Я очень охотно ходил в школу и за все школьные годы не пропустил ни одного дня. Будто ставил себе целью установить рекорд. Каждое утро с ранцем за плечами я выходил из дому независимо от того, был ли я здоров или охрип, болели у меня гланды или зубы, крутило ли в животе или выскочил на заду фурункул. Я хотел учиться и не потерять ни одного дня. Более серьезные заболевания я откладывал до каникул. Один-единственный раз я чуть было не капитулировал. В этом виноват был несчастный случай, а произошел он вот как.

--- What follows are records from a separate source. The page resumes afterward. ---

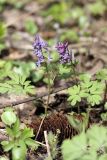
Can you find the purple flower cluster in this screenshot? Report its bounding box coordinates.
[33,35,48,67]
[33,35,72,66]
[56,42,72,63]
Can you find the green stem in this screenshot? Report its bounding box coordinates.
[86,105,91,128]
[45,65,51,116]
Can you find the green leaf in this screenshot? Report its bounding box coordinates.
[0,156,9,160]
[12,146,26,160]
[25,19,38,35]
[25,138,39,150]
[21,127,34,140]
[96,69,107,80]
[1,141,15,152]
[6,126,14,138]
[1,111,17,126]
[87,1,106,16]
[98,153,107,160]
[12,118,21,137]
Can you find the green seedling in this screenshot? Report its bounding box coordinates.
[1,108,38,160]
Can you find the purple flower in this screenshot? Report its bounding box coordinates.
[56,42,72,63]
[33,35,50,67]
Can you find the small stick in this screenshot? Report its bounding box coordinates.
[0,81,74,109]
[44,131,51,158]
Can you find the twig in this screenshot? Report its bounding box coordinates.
[44,131,51,158]
[0,81,74,109]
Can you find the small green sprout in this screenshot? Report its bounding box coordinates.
[68,75,104,106]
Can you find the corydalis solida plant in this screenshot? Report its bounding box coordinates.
[33,35,50,67]
[33,35,72,115]
[33,35,73,67]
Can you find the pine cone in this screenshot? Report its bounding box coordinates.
[30,113,77,142]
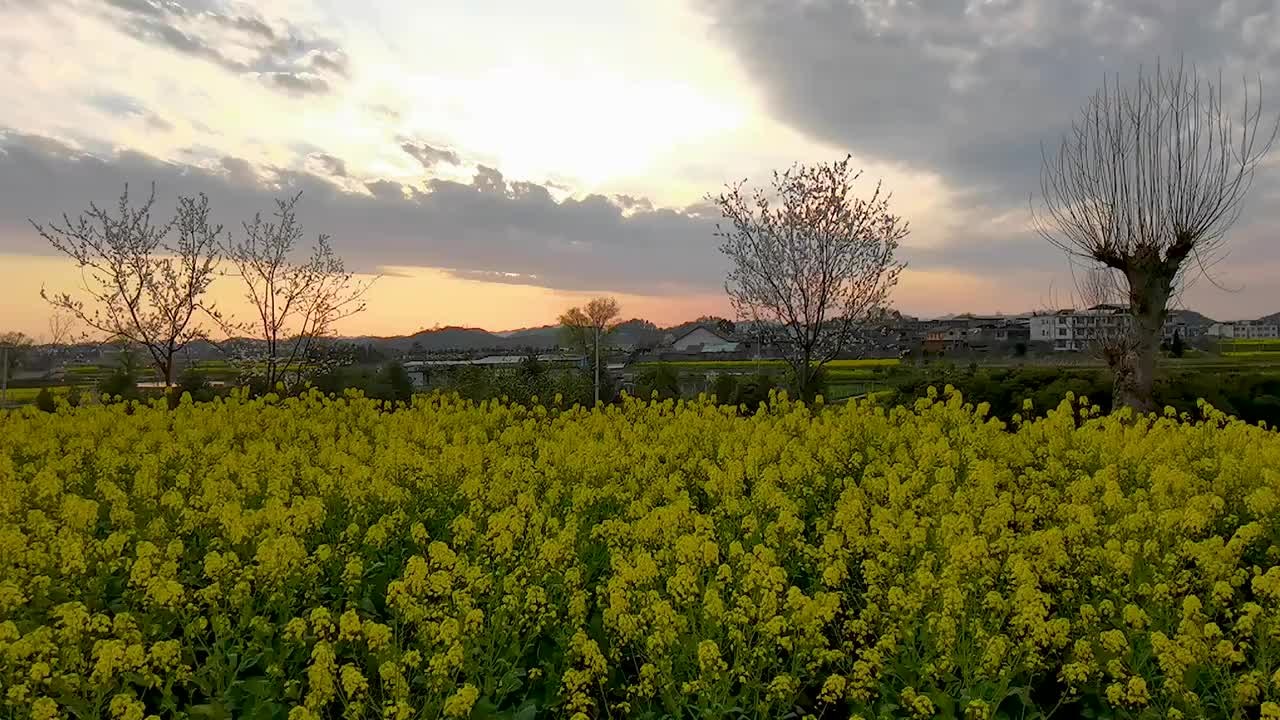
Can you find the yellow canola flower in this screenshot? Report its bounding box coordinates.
[0,388,1280,720]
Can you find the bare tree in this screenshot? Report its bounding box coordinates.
[49,310,76,347]
[31,184,223,387]
[708,156,909,397]
[1033,65,1280,413]
[1076,265,1137,383]
[0,332,32,407]
[219,192,376,388]
[559,297,621,402]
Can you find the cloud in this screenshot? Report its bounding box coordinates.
[310,152,347,178]
[0,132,724,295]
[701,0,1280,208]
[87,0,351,96]
[86,92,173,132]
[401,141,462,170]
[257,72,330,95]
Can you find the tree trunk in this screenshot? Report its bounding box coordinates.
[1114,266,1174,413]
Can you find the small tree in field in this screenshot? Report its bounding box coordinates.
[1036,65,1280,413]
[219,193,372,389]
[31,184,223,387]
[708,156,909,397]
[559,297,621,402]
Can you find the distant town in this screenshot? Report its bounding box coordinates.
[10,305,1280,380]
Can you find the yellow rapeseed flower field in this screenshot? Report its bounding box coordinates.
[0,392,1280,720]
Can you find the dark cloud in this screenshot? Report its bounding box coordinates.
[90,0,351,96]
[401,141,462,170]
[106,0,165,18]
[311,152,347,178]
[307,50,349,77]
[703,0,1280,206]
[369,104,401,122]
[84,92,173,132]
[259,72,330,95]
[0,133,723,295]
[214,14,276,41]
[613,195,653,210]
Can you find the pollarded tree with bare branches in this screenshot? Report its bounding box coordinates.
[219,192,372,388]
[31,184,223,387]
[708,156,908,397]
[559,297,621,402]
[1033,65,1280,413]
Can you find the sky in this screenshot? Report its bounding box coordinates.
[0,0,1280,337]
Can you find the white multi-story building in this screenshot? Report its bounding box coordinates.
[1030,305,1129,352]
[1208,320,1280,340]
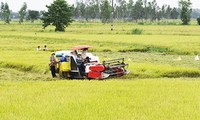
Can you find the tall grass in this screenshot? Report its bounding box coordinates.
[0,23,200,78]
[0,79,200,120]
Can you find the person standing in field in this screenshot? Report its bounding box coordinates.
[43,45,48,51]
[49,52,57,78]
[36,46,40,51]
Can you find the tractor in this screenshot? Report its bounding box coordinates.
[55,45,129,80]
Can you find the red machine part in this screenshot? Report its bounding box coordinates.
[88,71,102,79]
[88,65,105,79]
[89,65,105,72]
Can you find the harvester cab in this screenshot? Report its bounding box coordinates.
[56,46,129,79]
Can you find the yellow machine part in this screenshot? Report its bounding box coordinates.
[60,62,70,72]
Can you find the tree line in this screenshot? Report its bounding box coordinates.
[0,0,200,31]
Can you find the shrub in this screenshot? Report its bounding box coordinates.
[132,28,143,35]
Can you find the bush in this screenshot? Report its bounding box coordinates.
[132,28,143,35]
[197,17,200,25]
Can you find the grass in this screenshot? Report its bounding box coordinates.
[0,22,200,120]
[0,79,200,120]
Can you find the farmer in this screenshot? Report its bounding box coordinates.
[49,52,57,78]
[43,45,48,51]
[59,53,67,62]
[76,54,85,76]
[81,48,88,60]
[36,46,40,51]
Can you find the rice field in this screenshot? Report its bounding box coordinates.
[0,21,200,120]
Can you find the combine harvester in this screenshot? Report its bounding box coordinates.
[56,46,129,79]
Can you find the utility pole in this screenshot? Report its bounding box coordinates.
[110,0,114,31]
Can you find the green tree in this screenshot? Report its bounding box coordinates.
[28,10,40,23]
[170,8,179,19]
[179,0,192,25]
[131,0,144,22]
[19,2,27,24]
[41,0,73,31]
[101,0,112,24]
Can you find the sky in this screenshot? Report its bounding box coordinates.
[0,0,200,12]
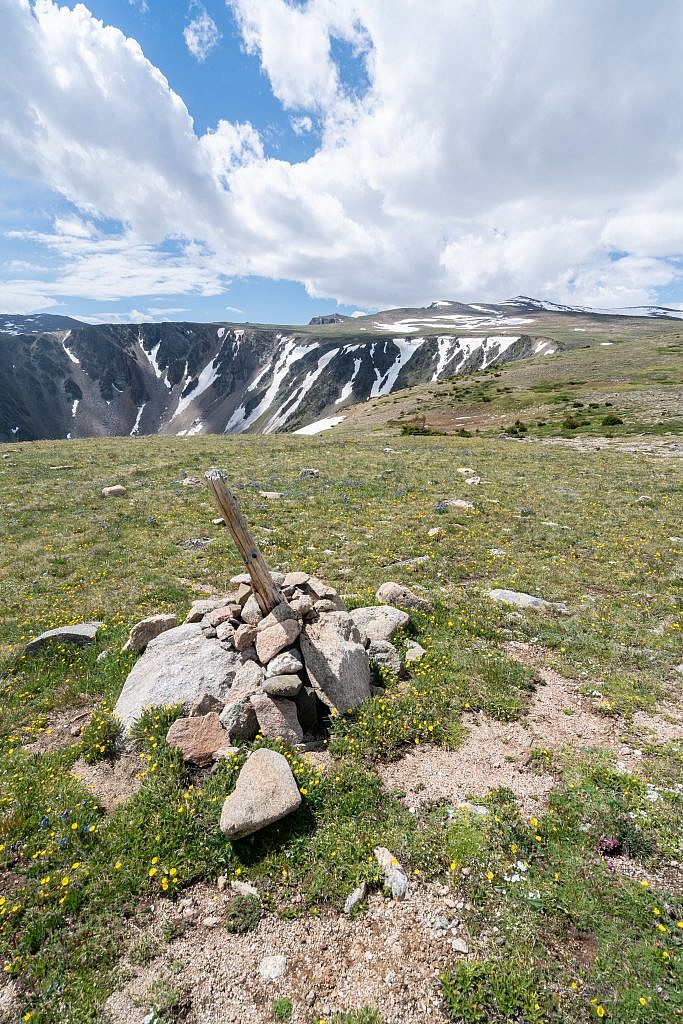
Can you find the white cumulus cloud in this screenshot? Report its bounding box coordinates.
[0,0,683,309]
[182,9,220,60]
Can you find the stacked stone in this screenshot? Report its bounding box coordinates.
[162,572,371,764]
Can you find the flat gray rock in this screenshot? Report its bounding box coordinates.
[349,604,411,640]
[375,583,433,611]
[265,647,303,676]
[114,623,241,732]
[368,640,400,675]
[25,623,104,654]
[300,609,370,714]
[220,746,301,840]
[487,590,569,615]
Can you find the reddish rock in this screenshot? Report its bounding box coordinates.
[202,604,232,629]
[166,712,229,766]
[256,618,301,665]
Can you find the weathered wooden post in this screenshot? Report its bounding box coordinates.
[204,469,284,615]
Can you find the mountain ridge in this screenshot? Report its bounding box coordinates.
[0,297,683,440]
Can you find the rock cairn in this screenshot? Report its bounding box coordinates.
[110,470,424,839]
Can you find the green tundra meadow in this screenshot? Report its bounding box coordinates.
[0,360,683,1024]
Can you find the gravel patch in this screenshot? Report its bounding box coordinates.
[72,754,143,812]
[378,645,618,817]
[105,886,468,1024]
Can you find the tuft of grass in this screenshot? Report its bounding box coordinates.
[81,705,122,765]
[441,961,548,1024]
[225,896,264,937]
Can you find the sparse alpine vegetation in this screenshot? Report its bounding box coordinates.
[0,413,683,1024]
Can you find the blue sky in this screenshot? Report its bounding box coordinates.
[0,0,683,324]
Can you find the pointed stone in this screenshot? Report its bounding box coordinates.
[220,746,301,840]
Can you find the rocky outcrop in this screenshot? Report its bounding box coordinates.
[487,590,569,615]
[0,314,554,442]
[376,583,433,611]
[350,604,411,640]
[166,711,227,768]
[301,611,371,714]
[122,615,178,653]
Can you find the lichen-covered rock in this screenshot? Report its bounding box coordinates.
[349,604,411,640]
[234,623,256,650]
[250,693,303,743]
[114,623,241,732]
[487,590,569,615]
[376,583,433,611]
[256,616,301,665]
[166,711,228,768]
[242,594,263,626]
[220,746,301,840]
[263,675,301,697]
[265,647,303,676]
[25,623,104,654]
[368,640,400,675]
[301,611,371,714]
[185,597,225,623]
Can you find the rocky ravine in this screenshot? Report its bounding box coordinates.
[0,318,556,441]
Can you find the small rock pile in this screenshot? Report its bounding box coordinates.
[115,571,417,766]
[115,571,428,840]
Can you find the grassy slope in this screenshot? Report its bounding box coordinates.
[337,317,683,437]
[0,409,683,1024]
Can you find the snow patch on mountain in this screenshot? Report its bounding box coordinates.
[130,401,146,437]
[61,331,81,367]
[225,336,318,434]
[263,348,339,434]
[370,338,425,398]
[171,356,218,420]
[292,416,346,434]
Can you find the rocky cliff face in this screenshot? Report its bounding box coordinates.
[0,316,555,441]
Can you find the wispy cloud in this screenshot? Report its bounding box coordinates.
[182,5,220,60]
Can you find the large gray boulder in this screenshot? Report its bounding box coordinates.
[249,693,303,743]
[349,604,411,640]
[25,623,104,654]
[220,746,301,840]
[300,609,370,714]
[114,623,241,732]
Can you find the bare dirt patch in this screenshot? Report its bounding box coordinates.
[72,754,142,812]
[378,644,632,817]
[632,703,683,743]
[608,855,683,896]
[24,705,94,754]
[106,886,471,1024]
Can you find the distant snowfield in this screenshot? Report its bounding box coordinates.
[292,416,346,435]
[373,313,536,334]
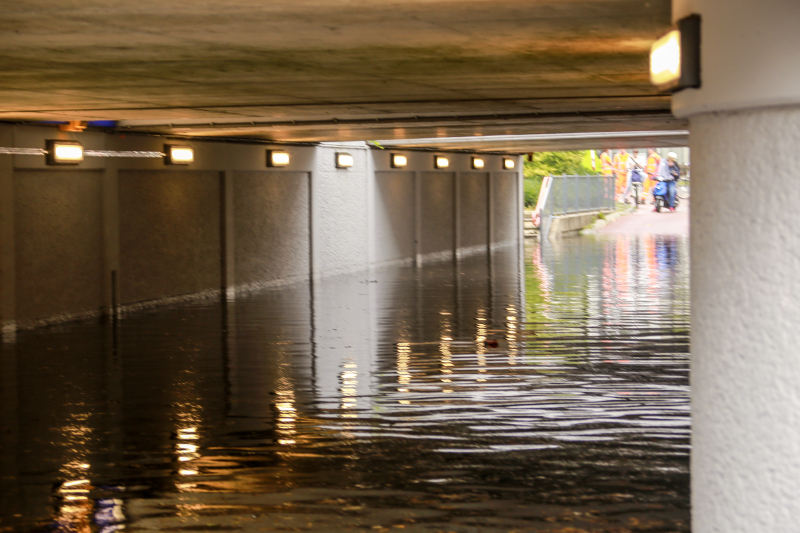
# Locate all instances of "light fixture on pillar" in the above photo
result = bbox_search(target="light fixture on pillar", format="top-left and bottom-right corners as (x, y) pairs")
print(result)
(650, 15), (700, 93)
(45, 139), (83, 165)
(164, 144), (194, 165)
(267, 150), (290, 167)
(390, 154), (408, 168)
(336, 152), (353, 168)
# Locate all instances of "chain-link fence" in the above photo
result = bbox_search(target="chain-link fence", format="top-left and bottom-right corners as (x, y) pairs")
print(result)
(539, 176), (616, 235)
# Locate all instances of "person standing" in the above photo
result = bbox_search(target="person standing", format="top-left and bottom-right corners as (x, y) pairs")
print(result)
(614, 148), (628, 202)
(622, 148), (645, 205)
(658, 152), (681, 212)
(600, 148), (614, 176)
(644, 148), (661, 198)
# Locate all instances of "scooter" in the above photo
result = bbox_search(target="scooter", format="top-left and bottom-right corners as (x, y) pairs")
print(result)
(653, 180), (679, 213)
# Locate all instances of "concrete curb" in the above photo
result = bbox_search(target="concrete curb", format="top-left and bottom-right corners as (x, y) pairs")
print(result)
(580, 205), (638, 235)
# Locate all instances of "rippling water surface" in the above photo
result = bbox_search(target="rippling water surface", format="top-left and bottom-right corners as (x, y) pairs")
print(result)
(0, 236), (690, 533)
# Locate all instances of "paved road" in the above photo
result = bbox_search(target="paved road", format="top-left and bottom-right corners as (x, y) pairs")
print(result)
(597, 200), (689, 236)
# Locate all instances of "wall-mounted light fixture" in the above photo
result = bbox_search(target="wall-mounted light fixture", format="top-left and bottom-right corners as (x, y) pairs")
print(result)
(336, 152), (353, 168)
(267, 150), (290, 167)
(45, 139), (83, 165)
(650, 15), (700, 93)
(164, 144), (194, 165)
(390, 154), (408, 168)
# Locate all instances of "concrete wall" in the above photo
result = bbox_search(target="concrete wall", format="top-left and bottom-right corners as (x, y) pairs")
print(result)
(233, 171), (311, 287)
(118, 170), (220, 304)
(14, 170), (103, 320)
(690, 106), (800, 533)
(420, 172), (455, 260)
(490, 172), (522, 244)
(0, 126), (521, 330)
(311, 143), (372, 276)
(374, 171), (416, 263)
(458, 172), (489, 250)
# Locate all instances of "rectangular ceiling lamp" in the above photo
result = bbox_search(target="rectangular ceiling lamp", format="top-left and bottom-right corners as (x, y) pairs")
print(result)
(45, 139), (83, 165)
(650, 15), (700, 93)
(164, 144), (194, 165)
(336, 152), (353, 168)
(390, 154), (408, 168)
(267, 150), (290, 167)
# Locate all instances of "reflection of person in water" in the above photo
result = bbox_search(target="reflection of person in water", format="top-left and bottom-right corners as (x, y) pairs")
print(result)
(656, 235), (678, 274)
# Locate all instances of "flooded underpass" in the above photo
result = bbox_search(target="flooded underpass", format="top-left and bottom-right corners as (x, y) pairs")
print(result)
(0, 235), (690, 533)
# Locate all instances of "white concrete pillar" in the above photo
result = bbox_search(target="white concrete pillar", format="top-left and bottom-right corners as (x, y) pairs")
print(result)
(220, 170), (236, 298)
(101, 165), (120, 316)
(673, 0), (800, 533)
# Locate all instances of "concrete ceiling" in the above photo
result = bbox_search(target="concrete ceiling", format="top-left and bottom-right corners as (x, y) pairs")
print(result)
(0, 0), (685, 151)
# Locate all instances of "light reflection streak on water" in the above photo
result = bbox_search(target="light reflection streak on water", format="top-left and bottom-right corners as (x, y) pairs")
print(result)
(3, 238), (690, 532)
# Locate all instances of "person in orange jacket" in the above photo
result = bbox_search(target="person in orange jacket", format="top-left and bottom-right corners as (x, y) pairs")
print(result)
(644, 148), (661, 197)
(614, 148), (629, 202)
(600, 148), (614, 176)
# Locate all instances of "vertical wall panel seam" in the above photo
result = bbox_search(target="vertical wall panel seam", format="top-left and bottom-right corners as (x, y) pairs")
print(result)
(0, 130), (16, 334)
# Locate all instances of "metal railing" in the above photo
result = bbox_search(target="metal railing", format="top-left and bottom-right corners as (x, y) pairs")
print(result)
(540, 175), (616, 235)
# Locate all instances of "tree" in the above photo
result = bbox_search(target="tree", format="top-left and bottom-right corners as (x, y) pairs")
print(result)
(522, 150), (598, 207)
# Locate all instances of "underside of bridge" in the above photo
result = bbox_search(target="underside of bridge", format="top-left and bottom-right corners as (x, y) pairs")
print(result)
(0, 0), (686, 152)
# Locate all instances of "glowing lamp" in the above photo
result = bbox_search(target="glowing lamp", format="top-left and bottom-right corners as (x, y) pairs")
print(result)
(267, 150), (290, 167)
(336, 152), (353, 168)
(391, 154), (408, 168)
(164, 144), (194, 165)
(650, 15), (700, 92)
(45, 139), (83, 165)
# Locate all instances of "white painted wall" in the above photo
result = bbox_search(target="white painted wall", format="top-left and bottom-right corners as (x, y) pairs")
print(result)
(0, 126), (522, 330)
(690, 106), (800, 533)
(672, 0), (800, 117)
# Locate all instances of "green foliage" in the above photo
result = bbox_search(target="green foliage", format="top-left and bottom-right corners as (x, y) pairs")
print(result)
(522, 177), (543, 207)
(522, 150), (599, 207)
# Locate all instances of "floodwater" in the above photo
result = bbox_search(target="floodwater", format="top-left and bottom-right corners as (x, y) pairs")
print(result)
(0, 236), (690, 533)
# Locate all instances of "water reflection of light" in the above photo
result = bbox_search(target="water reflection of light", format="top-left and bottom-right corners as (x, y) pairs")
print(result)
(439, 312), (453, 393)
(397, 342), (411, 404)
(339, 359), (358, 418)
(275, 384), (297, 446)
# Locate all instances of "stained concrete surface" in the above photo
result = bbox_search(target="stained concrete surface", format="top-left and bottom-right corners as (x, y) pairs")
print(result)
(0, 0), (683, 141)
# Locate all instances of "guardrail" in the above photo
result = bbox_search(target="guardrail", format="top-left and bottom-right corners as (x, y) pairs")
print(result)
(534, 175), (616, 236)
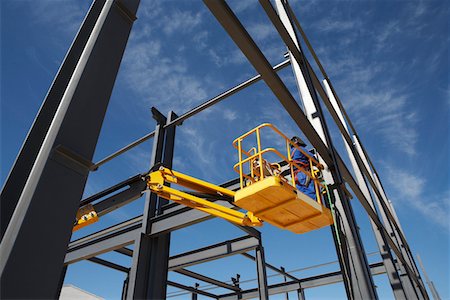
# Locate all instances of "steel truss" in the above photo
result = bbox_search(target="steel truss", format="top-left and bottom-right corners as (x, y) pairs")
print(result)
(0, 0), (429, 299)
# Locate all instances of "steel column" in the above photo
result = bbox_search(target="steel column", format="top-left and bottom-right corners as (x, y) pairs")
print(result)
(255, 245), (269, 300)
(0, 0), (106, 240)
(127, 108), (168, 299)
(272, 0), (377, 299)
(323, 79), (410, 299)
(0, 0), (139, 299)
(353, 135), (423, 299)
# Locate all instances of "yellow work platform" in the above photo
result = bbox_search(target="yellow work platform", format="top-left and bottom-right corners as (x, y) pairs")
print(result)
(234, 176), (333, 233)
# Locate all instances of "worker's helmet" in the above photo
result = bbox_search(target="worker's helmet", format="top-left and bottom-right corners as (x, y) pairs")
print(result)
(291, 136), (306, 147)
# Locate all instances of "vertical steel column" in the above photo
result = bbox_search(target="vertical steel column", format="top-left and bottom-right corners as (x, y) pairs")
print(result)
(275, 0), (377, 299)
(323, 79), (408, 299)
(353, 135), (423, 299)
(370, 170), (427, 284)
(191, 282), (200, 300)
(127, 108), (177, 299)
(280, 267), (289, 300)
(0, 0), (139, 299)
(417, 254), (441, 300)
(255, 245), (269, 300)
(0, 0), (106, 240)
(120, 273), (130, 300)
(297, 289), (306, 300)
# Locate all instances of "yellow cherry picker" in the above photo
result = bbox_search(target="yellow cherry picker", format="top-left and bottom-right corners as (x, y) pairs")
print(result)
(74, 123), (333, 233)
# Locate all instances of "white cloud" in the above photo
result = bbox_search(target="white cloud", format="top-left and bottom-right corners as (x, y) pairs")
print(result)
(162, 11), (202, 34)
(385, 166), (450, 232)
(124, 39), (207, 112)
(247, 22), (275, 41)
(314, 18), (361, 32)
(222, 108), (237, 122)
(25, 0), (87, 34)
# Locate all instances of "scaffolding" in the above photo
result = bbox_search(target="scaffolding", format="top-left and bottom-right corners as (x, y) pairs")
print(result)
(0, 0), (429, 299)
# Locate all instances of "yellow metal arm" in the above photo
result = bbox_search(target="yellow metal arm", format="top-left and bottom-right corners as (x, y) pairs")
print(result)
(147, 167), (262, 226)
(72, 204), (98, 232)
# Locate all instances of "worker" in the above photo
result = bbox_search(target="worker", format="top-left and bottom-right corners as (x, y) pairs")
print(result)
(291, 136), (317, 200)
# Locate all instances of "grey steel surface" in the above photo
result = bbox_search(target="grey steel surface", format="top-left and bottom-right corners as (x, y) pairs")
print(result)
(204, 0), (376, 298)
(0, 0), (105, 240)
(219, 262), (386, 300)
(324, 80), (408, 299)
(167, 281), (218, 299)
(87, 257), (130, 274)
(127, 108), (169, 299)
(241, 253), (300, 281)
(0, 0), (428, 299)
(174, 269), (240, 291)
(255, 246), (269, 300)
(169, 236), (259, 271)
(260, 0), (427, 298)
(92, 60), (290, 169)
(352, 135), (421, 299)
(0, 0), (138, 299)
(270, 0), (376, 298)
(286, 3), (423, 296)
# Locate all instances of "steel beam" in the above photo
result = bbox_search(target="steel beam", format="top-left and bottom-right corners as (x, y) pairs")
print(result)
(174, 269), (240, 291)
(92, 60), (290, 169)
(268, 0), (377, 299)
(167, 281), (218, 299)
(0, 0), (139, 299)
(218, 262), (386, 300)
(169, 236), (259, 271)
(0, 0), (105, 240)
(64, 217), (142, 265)
(323, 80), (410, 299)
(241, 253), (300, 281)
(204, 0), (423, 298)
(87, 257), (130, 274)
(127, 108), (169, 299)
(255, 245), (269, 300)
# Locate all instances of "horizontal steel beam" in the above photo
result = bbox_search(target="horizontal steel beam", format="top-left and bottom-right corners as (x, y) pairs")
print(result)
(203, 0), (425, 294)
(92, 59), (291, 170)
(241, 253), (300, 282)
(87, 257), (130, 274)
(64, 216), (142, 265)
(169, 236), (259, 271)
(167, 280), (218, 299)
(93, 180), (147, 217)
(174, 269), (241, 291)
(218, 262), (386, 300)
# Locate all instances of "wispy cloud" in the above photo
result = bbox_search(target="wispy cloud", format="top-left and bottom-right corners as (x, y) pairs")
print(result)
(247, 22), (275, 41)
(385, 166), (450, 232)
(314, 18), (361, 32)
(25, 0), (87, 34)
(163, 10), (202, 34)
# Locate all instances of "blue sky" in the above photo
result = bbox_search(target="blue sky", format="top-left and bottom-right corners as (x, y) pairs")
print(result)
(0, 0), (450, 299)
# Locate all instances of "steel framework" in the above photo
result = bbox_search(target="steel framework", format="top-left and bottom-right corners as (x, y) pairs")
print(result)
(0, 0), (429, 299)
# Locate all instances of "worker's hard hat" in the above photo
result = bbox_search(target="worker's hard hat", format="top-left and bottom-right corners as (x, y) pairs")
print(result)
(291, 136), (306, 147)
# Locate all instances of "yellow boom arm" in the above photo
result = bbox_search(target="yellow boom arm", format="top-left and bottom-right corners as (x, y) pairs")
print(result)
(147, 167), (262, 226)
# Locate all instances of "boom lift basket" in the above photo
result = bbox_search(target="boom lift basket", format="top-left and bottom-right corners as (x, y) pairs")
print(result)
(233, 123), (333, 233)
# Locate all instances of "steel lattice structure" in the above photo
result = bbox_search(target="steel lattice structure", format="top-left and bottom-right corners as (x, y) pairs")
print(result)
(0, 0), (429, 299)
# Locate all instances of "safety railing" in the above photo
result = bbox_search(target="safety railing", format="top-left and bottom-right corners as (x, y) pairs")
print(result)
(233, 123), (325, 204)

В субботу я был на гимнастике, по пути домой забежал к крохотной фрау Штамниц купить воскресный букетик цветов и, войдя в подъезд, услышал, что двумя-тремя этажами выше шваброй моют лестницу. Зная, что очередь на уборку матушки, я, прыгая через две ступеньки, ринулся наверх, громко и радостно крича: "Мама! Мама!", поскользнулся и, все еще крича и потому с открытым ртом, трахнулся подбородком о ступеньку. Ступеньки были каменные. А мой язык - нет.
Это была ужасная история. Я прокусил себе края языка. Большего санитарный советник Циммерман, наш добрейший домашний доктор с бородкой клином, не мог пока ничего сказать, потому что язык у меня ужасно раздулся и забил всю полость рта, будто большущая клецка. Но клецка адски болезненная и вовсе не вкусная. Не исключено, сказал доктор Циммерман, что раны придется зашивать, ибо язык - мышечный орган, безусловно необходимый как для речи, так и для еды и питья. Зашивать язык! Родители и я чуть не упали в обморок. Да и доктор Циммерман чувствовал себя неважно. Он знал меня с самого рождения и, вероятно, предпочел бы, чтобы вместо меня ему самому залатывали язык иголкой с ниткой. Для начала он предписал постельный резким и настой ромашки. Ночь прошла мучительно. Во рту едва умещался какой-нибудь десяток капель настоя. Глотать я совсем не мог. А о том, чтобы уснуть, и говорить нечего. Облегчения не наступило и в воскресенье.
Однако в понедельник утром, с подгибающимися коленками и против воли родителей и врача, я отправился в школу! Никто не мог бы меня удержать. Встревоженная и измученная матушка бежала рядом; в школе она рассказала учителю, что произошло, и просила не спускать с меня глаз, после чего, бросив последний взгляд на мою распухшую физиономию, покинула онемевший от изумления класс.
Язык заживал полтора месяца. Три недели я питался молоком, которое сосал через стеклянную трубочку. И еще три недели питался молоком с накрошенными в него сухарями. В большую перемену я сидел один в классной комнате, морщась, глотал и прислушивался к доносившимся ко мне со школьного двора шуму и смеху. На уроках я оставался нем. Иногда, когда никто не вызывался отвечать, я писал ответ на бумажке и относил записку на кафедру.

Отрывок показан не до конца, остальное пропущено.